Augmented reality, conceptual understanding, solar system, elementary science, educational technology

Abstract

Comprehending astronomical concepts, such as the solar system, requires high spatial visualization and abstract reasoning, which elementary school students often struggle to develop through static, two-dimensional textbook illustrations. While digital interventions are expanding, empirical insights regarding how Augmented Reality (AR) media can structurally bridge the gap between concrete perception and abstract macro-scientific concepts in early science education remain limited. This study aims to test the effect of augmented reality media on the understanding of the concept of the solar system in elementary school students. Employing a quantitative quasi-experimental design, this study involved 60 sixth-grade students, divided into an experimental class (n = 30, utilizing AR-based media) and a control class (n = 30, utilizing conventional instruction). Quantitative data were gathered via a validated conceptual understanding test and evaluated using descriptive metrics (mean, standard deviation, and learning completeness percentages) alongside paired and independent sample t-tests.
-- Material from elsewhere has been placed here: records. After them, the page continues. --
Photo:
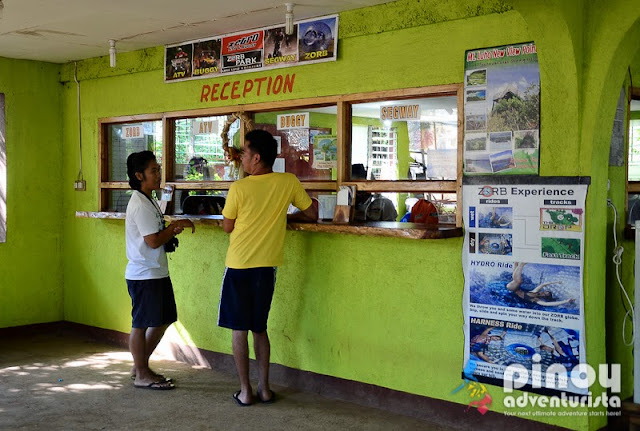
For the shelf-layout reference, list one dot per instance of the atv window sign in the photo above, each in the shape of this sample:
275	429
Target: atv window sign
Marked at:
313	40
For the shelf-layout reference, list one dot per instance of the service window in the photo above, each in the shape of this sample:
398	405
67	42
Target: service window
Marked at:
307	141
122	139
199	153
633	175
404	149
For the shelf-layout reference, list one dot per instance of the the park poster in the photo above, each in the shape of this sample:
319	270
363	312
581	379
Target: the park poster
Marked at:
312	41
502	110
523	268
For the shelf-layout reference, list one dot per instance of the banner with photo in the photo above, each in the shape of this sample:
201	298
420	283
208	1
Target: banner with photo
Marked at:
312	41
502	110
523	268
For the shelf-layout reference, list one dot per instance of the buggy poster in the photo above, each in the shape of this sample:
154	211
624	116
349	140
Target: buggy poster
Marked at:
312	41
502	110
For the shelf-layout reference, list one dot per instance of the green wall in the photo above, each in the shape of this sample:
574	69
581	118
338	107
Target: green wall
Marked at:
377	310
31	284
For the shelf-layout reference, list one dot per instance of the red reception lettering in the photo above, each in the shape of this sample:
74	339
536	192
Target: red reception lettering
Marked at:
204	95
277	84
248	86
214	90
234	89
288	83
260	81
224	86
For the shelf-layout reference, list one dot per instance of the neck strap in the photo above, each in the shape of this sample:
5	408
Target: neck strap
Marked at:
154	204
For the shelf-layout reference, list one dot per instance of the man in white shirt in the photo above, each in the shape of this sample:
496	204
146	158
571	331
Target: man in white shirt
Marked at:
147	273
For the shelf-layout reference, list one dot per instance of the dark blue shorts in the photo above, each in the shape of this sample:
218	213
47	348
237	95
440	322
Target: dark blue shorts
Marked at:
152	301
245	299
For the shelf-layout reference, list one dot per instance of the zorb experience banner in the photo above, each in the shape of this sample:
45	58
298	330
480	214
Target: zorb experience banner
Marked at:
523	269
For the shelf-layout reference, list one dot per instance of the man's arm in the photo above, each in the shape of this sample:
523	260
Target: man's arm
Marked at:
228	224
158	239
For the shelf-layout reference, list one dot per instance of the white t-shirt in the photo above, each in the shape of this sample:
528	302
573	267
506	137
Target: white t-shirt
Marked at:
143	218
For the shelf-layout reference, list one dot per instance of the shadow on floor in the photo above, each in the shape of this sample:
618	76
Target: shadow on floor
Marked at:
68	382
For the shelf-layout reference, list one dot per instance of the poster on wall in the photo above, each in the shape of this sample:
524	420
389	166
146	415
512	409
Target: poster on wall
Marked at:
523	269
312	41
325	152
502	110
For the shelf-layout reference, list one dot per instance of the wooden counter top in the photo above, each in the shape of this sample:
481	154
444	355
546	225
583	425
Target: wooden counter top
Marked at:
387	229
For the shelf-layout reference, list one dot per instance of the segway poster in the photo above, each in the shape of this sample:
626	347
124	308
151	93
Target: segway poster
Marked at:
318	39
314	40
279	47
178	61
523	291
502	110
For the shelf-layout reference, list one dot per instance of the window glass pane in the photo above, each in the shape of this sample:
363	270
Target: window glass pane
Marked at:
3	174
128	138
199	154
199	202
412	139
118	200
397	206
307	141
634	141
634	208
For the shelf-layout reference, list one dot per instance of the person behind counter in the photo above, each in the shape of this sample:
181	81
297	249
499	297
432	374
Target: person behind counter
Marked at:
255	214
147	273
The empirical outcomes reveal that AR media exerts a profoundly positive and statistically significant effect on students' conceptual understanding of the solar system. The experimental cohort achieved a vastly superior post-test mean score (92.37) compared to the control group (69.74). Furthermore, a lower standard deviation in the experimental group indicated more equitable knowledge distribution among students, complemented by a staggering 94.02% learning completeness rate against the control group's mere 75.43% (p < 0.05). Consequently, AR media serves as a potent pedagogical alternative to mitigate low conceptual comprehension in elementary science. Beyond classroom-level performance, these findings provide critical empirical baseline data for educational tech-developers to design interactive, three-dimensional spatial environments that make complex scientific phenomena accessible to young minds.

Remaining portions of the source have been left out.